Verifies the functionality of Doppelgangers
verifyDoppelgangers.Rd
The user constructs a csv file with with training-validation set pairs ideally incrementing the number of Doppelgangers between training and validation sets. For each training-validation set pair, 12 models with different feature sets will be trained. 10 random feature sets and 2 features sets of highest and lowest variance would be generated. If an increase in validation accuracy of the 10 random models with increasing number of doppelgangers can be observed, we can conclude that the doppelgangers included are functional doppelgangers.
Usage
verifyDoppelgangers(
experiment_plan_filename,
raw_data,
meta_data,
feature_set_portion = 0.1,
seed_num = 2021,
separator = "\\.",
do_batch_corr = TRUE,
k = 5,
num_random_feature_sets = 10,
size_of_val_set = 8,
batch_corr_method = "ComBat",
neg_con_seed = 10
)
Arguments
- experiment_plan_filename
Name of file containing csv experiment plan. The csv file has a header with the names of the training_validation sets (e.g. "Doppel_0.train" or "Doppel_0.valid").
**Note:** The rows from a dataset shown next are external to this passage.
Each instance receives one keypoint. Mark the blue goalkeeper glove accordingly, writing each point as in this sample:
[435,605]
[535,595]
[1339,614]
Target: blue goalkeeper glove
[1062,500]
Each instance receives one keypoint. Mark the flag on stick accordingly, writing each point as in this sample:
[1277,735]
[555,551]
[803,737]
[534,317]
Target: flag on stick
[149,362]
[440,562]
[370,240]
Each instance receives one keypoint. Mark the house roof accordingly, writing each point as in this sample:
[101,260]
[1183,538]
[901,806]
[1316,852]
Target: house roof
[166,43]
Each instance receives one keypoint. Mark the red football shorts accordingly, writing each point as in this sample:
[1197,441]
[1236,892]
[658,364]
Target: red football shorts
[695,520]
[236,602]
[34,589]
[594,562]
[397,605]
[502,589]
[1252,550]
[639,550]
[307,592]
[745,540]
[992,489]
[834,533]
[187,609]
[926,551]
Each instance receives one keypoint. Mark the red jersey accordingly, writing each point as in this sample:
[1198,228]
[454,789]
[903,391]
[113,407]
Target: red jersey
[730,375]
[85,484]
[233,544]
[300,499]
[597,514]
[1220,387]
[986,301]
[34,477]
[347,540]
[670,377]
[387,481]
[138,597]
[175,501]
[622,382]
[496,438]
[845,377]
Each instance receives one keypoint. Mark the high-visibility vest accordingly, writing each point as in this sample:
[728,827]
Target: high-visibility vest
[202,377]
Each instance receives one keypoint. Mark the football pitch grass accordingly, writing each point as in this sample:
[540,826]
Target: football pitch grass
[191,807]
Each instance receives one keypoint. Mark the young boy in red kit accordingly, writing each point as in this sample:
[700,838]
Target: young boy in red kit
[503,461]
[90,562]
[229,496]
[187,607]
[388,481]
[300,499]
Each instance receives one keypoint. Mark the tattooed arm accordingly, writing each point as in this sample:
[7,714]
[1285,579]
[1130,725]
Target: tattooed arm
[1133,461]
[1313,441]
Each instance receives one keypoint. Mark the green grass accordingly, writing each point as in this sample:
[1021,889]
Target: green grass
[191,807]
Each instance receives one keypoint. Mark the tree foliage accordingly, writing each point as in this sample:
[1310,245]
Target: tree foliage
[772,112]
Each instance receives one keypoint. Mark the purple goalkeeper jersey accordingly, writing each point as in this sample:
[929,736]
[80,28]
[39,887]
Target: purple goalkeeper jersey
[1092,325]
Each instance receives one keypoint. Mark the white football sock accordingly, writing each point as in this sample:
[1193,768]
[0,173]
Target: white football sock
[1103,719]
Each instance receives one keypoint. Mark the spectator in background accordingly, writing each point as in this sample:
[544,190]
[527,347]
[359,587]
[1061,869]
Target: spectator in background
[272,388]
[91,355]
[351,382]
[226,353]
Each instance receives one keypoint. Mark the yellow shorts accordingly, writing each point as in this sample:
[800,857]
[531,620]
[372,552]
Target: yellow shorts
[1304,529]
In each column (e.g. "Doppel_0.train" column), we include the names of all samples included in this training/validation set.
- raw_data
Dataframe of count matrix before batch correction
- meta_data
Dataframe of meta data
- feature_set_portion
Proportion of variables to be used for feature set generation
- seed_num
Seed number for random feature set generation
- separator
The character separating the name of the training_validation pair e.g. "0 Doppel" from the "train", "valid" label. Name of each column should be in format "0 Doppel.train" if . is used as separator
- do_batch_corr
If False, no batch correction is carried out
- k
k hyperparameter for KNN classification models
- num_random_feature_sets
Number of random feature sets for each training-validation set
- size_of_val_set
Size of each validation set (We assume the size of each validation set is the same, this is used for the binomial model)
- batch_corr_method
Batch correlation method used. Only 2 options are accepted "ComBat" or "ComBat_seq".
- neg_con_seed
Seed used for negative control
Details
Troubleshooting tips:
Ensure all the headers have no spaces.
If excel is used for planning, save the spreadsheet as "CSV (MS-DOS) (*.csv)"
Use the exact label "train" and "valid" (take note of capital letters)
Ensure the separator does not exist in the name of the training-validation set (E.g. Doppel.0 is not allowed)
Try to put both training-validation columns beside each other and leave no column gaps
Refer to the csv file in the tutorial on the GitHub README.